Eye for an eye

School punishment must be equal to severity of transgression


Mikalah Smith/FHS Press

Collective punishment can add stress to students and further isolates peers. More often than not, collective punishment creates issues as opposed to solving them.

Christopher Denkovich, Asst. News Editor

The day-to-day life of the high school consists of many aspects and a copious number of different cliques. A daily occurrence in schools across the country is consistent rule-breaking, which is swiftly followed by reprimanding from teachers, staff and faculty. Sometimes, however, the action of the teacher and the punishment given are not entirely deserved to the degree that it is given. Stress, anger and overall frustration can lead to unfair punishment to the student or the class as a whole, even if only a single student is responsible.

The saying “eye for an eye” is a principle of justice used to define how it is unjust for the repercussions of an offense to not be equal to the offense and its damage. If one takes an eye, their eye is taken. If a student breaks rules in the hallways, their hallway privileges are revoked. 

It is morally wrong, ethically unjust and unacceptable for small offenses to be blown out of proportion while the damnation of one is forced upon other students. Students across the world, as well as in Freedom, face the issue of collective or group punishment. 

“Getting in trouble for something I didn’t do and having to deal with the repercussions of someone else’s bad decision is the worst feeling,” freshman Beau DeThomas said.

Many teachers who use the disciplinary strategy of collective punishment, use a form of peer pressure to persuade students against ill-advised actions, using phrases such as, “If you do that, the whole class will be punished.” This can be followed by statements such as, “Nobody will want to be your friend if you get them in trouble.” 

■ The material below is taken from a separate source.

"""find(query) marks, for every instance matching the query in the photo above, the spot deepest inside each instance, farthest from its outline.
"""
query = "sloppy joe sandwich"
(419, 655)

The attempt at persuasion using the fear of collective punishment and the threat of a social disliking can be radical forms of punishment that loop in uninvolved students which only further complicates a simple situation. However, more often than not, this fails. Students who deliberately defy rules that would suffer consequences anyway often do not care if others sink with them. Another common outcome is a turning of students against the teacher, as opposed to the desired effect of students against students, which leads only to further classroom complications and a loss of respect towards the teacher or administrator.

School is meant to be a safe and constructive learning environment that is beneficial to all of its students. High school can be incredibly difficult for some students and extremely stressful to students who are struggling or those with a high workload. The already taxing schooling is only made harder when the focus of administration turns from putting students’ interests first as a top priority, to making student life more difficult by involving students in matters they had no business in. When a student is struggling and gets looped into extra homework or privileges that make learning fun and school enjoyable get revoked, all motivation to learn and enjoyment of school can be stripped away.

There is a fine line that all authority figures must learn in a school setting. That is the balance between ineffective punishment, effective punishment and over punishment that is deleterious to student learning and motivation and the school environment. When administrators restrain themselves from irrational reprimanding and take the time to snip a problem at its source, they can make a difference for the better in student lives. Why lose an entire garden when one can remove the weeds and let the flowers flourish?